Many South Koreans have praised President Donald Trump's hardline stance on their rival neighbor, North Korea, but some of the Republican leader's recent public gaffes have upset residents of the traditional U.S. ally at a time when tensions are already running high in the region.
The U.S. has long backed Seoul and provided significant military support, but has largely resorted to diplomacy and economic sanctions in handling frequent threats from Pyongyang. The relatively new White House has vowed to take a more aggressive stance and, when North Korea suggested last week it was gearing up for a sixth nuclear test, Trump said a U.S. naval strike group would head to the region. A number of South Koreans welcomed this move. The only problem is...Trump's "armada" never showed up.

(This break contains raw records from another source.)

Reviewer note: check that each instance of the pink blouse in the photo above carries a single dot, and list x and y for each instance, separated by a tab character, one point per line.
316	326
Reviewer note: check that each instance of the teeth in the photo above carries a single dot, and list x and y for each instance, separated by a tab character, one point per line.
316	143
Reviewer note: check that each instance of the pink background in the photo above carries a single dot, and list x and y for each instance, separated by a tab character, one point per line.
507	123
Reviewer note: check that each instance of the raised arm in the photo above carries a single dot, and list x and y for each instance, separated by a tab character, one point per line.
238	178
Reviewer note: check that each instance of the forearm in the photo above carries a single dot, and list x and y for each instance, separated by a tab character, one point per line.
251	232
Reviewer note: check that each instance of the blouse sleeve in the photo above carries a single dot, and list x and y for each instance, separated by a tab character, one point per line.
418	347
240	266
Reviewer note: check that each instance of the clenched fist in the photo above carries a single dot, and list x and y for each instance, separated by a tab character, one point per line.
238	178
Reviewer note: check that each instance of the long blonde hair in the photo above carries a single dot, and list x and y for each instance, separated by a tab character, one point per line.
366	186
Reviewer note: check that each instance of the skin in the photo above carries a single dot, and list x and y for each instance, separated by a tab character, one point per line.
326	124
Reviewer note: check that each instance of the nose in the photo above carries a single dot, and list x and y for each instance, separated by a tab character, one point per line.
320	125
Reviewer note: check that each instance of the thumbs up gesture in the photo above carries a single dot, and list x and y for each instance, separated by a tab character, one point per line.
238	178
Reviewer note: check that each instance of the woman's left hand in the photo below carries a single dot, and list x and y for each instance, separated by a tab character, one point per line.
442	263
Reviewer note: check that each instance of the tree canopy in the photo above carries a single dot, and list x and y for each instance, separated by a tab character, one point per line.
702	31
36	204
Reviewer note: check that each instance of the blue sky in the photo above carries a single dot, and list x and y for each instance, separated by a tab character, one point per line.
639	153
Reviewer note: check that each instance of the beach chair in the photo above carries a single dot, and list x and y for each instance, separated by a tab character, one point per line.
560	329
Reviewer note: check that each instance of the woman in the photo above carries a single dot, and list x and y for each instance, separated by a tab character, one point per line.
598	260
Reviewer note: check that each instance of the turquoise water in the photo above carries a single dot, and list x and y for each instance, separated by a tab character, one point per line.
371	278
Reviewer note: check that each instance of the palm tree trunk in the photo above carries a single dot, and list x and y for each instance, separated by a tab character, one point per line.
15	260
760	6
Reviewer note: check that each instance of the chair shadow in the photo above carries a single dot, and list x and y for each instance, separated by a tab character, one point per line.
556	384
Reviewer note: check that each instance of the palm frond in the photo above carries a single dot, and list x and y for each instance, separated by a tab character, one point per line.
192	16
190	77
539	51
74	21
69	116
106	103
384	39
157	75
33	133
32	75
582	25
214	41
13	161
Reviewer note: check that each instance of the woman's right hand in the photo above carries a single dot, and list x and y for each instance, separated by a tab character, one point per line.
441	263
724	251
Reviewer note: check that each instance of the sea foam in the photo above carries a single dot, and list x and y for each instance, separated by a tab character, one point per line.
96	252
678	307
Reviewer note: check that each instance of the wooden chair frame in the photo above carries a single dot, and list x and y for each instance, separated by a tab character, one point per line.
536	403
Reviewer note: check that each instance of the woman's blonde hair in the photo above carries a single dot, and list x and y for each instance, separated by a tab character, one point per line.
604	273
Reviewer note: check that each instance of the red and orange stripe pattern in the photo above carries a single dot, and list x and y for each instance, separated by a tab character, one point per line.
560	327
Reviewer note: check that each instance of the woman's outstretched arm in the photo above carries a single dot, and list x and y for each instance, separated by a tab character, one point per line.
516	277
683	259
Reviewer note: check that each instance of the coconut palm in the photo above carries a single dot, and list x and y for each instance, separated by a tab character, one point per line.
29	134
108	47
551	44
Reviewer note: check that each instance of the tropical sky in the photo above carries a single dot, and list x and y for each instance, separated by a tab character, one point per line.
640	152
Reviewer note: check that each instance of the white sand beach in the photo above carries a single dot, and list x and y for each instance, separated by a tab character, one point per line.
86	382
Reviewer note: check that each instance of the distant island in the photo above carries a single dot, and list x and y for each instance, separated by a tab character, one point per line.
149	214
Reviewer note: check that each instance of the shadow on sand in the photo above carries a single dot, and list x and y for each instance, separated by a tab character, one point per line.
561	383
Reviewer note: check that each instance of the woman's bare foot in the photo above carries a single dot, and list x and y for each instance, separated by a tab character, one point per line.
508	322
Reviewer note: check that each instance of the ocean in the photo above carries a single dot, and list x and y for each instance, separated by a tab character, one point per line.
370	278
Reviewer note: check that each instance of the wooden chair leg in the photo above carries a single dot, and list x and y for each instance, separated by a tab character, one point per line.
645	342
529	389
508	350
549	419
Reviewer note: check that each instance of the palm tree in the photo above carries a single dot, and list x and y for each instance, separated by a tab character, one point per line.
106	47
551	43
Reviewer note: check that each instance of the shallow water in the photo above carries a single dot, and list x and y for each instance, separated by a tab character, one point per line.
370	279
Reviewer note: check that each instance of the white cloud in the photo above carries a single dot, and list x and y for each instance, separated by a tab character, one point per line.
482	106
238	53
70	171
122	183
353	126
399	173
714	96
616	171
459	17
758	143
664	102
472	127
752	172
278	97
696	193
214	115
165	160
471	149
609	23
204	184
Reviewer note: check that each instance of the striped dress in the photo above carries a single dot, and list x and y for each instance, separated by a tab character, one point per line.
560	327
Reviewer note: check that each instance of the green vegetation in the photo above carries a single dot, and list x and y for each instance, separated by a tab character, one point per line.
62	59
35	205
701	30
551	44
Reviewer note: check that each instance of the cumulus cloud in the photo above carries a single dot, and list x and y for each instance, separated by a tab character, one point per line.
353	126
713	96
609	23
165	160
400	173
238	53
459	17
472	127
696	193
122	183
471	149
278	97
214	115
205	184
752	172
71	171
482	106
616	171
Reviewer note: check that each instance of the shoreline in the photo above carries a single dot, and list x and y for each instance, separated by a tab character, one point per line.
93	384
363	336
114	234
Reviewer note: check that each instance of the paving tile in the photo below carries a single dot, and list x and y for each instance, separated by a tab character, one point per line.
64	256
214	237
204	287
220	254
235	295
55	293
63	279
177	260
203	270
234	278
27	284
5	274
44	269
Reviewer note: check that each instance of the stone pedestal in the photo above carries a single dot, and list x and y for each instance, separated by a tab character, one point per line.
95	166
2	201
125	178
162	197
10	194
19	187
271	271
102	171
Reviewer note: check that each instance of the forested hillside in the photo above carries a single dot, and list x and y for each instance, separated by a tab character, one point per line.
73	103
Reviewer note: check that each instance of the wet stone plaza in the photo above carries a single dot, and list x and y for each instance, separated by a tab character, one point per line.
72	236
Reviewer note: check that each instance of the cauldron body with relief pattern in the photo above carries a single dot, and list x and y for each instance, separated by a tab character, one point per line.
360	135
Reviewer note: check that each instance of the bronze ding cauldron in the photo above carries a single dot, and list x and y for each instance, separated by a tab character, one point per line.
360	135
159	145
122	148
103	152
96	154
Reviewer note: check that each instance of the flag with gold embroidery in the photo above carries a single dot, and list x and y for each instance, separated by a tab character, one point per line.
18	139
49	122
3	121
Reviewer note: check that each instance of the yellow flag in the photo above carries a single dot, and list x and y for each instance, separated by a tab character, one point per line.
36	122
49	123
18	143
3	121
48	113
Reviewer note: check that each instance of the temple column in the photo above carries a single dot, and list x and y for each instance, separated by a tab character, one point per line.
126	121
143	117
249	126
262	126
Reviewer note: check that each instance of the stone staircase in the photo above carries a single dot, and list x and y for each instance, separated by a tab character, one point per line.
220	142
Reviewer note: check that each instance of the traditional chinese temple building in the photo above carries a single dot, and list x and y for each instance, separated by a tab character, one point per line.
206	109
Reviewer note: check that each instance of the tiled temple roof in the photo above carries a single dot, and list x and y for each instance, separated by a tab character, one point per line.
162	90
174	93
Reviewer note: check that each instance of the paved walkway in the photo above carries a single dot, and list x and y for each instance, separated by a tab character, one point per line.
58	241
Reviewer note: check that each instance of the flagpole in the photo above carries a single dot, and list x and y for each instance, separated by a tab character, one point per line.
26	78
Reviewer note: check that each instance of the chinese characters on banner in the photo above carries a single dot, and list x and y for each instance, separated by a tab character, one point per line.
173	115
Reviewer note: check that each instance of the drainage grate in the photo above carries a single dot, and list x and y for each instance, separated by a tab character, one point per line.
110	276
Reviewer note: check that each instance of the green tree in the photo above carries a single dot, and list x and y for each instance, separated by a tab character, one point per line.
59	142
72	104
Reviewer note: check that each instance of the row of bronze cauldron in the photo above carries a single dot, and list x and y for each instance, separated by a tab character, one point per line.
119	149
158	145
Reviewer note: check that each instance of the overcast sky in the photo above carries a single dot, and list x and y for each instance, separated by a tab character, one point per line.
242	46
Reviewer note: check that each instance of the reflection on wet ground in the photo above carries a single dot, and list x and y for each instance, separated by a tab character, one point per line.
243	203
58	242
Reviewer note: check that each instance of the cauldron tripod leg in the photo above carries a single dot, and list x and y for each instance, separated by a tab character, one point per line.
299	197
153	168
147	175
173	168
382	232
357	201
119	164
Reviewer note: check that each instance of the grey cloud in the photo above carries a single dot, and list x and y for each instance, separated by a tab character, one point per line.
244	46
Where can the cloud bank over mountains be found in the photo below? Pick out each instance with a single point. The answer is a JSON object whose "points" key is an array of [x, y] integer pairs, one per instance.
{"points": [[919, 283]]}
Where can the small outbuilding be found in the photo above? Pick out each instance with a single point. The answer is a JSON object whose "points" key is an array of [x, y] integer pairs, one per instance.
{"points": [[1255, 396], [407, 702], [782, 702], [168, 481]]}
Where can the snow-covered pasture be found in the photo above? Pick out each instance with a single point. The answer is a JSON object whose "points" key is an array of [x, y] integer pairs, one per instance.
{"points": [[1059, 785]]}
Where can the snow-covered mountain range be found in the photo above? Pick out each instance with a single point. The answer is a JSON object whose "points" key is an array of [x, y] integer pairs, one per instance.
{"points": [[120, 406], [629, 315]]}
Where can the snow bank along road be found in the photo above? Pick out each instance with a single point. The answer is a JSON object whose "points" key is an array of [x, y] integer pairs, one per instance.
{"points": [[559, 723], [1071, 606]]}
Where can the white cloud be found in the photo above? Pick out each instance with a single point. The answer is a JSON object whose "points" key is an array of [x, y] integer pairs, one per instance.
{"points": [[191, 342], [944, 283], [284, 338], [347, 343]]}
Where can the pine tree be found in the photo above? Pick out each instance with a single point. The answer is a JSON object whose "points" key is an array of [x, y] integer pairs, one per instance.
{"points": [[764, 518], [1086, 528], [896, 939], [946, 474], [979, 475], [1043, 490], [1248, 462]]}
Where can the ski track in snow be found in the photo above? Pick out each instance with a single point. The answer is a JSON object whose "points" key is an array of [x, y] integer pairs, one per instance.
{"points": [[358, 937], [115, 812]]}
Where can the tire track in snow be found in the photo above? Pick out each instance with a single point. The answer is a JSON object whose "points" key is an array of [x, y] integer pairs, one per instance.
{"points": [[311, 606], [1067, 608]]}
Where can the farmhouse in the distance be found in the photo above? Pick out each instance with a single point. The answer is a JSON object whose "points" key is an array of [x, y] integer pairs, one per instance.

Instead, the naval strike group, which included the USS Carl Vinson, was thousands of miles away near Australia. The group's location contradicted the words of Trump and even Defense Secretary James Mattis, who told reporters that the U.S. Navy had canceled scheduled drills involving the vessels in Australia, Reuters reported. It had not. As of Tuesday, the ship was still reported by the Navy as being in the Indian Ocean and, as elections approach in South Korea, many have expressed their frustration.
"What Trump said was very important for the national security of South Korea," South Korean presidential candidate Hong Joon-pyo of jailed leader Park Geun-hye’s ruling Liberty Korea Party told The Wall Street Journal in an interview published Wednesday. "If that was a lie, then during Trump’s term, South Korea will not trust whatever Trump says."
Despite the apparent error, White House Press Secretary Sean Spicer maintained Wednesday that the U.S. has "an armada going toward the peninsula," according to Reuters.
Meanwhile, while the military blunder may have led some South Koreans to question Trump's commitment to the country's national security, another mistake has many doubting the leader's grasp of Asian history. After meeting with China's President Xi Jinping earlier this month, Trump told The Wall Street Journal that he discussed the region's expansive history with the Chinese leader. Trump said the pair got into "thousands of years …and many wars" of Asia's history and, specifically, how "Korea used to be a part of China."
Korea has never been a part of China. Korea's early kingdoms had, at times, offered tribute to China and the two were briefly linked under the Mongolian Empire in the 13th century, but the claim falls flat.
Ahn Hong-seok, a 22-year-old university student in South Korea, told the Associated Press that if Trump "is a person capable of becoming a president, I think he should not distort the precious history of another country."
South Korea's Ministry of Foreign Affairs also balked at the error. "Throughout the thousands of years of relations, Korea has never been part of China, and this is a historical fact that is recognized internationally and something no one can deny," Cho June-hyuck, a South Korean Foreign Ministry spokesperson, said Friday, according to the Associated Press.
To be sure, the recent fumbles by the president and his administration are unlikely to sever the long-standing relationship between the U.S. and South Korea. Pyongyang and Seoul, which govern bordering Korean Peninsula nations that have technically been at war since the 1950s, have often traded heated rhetoric with one another and North Korea's nuclear capabilities have recently drawn international condemnation and concern for South Korea's fate. In a U.S.-drafted statement, the U.N. Security Council condemned Thursday North Korea's failed missile launch Sunday and said it would consider further economic sanctions against Pyongyang.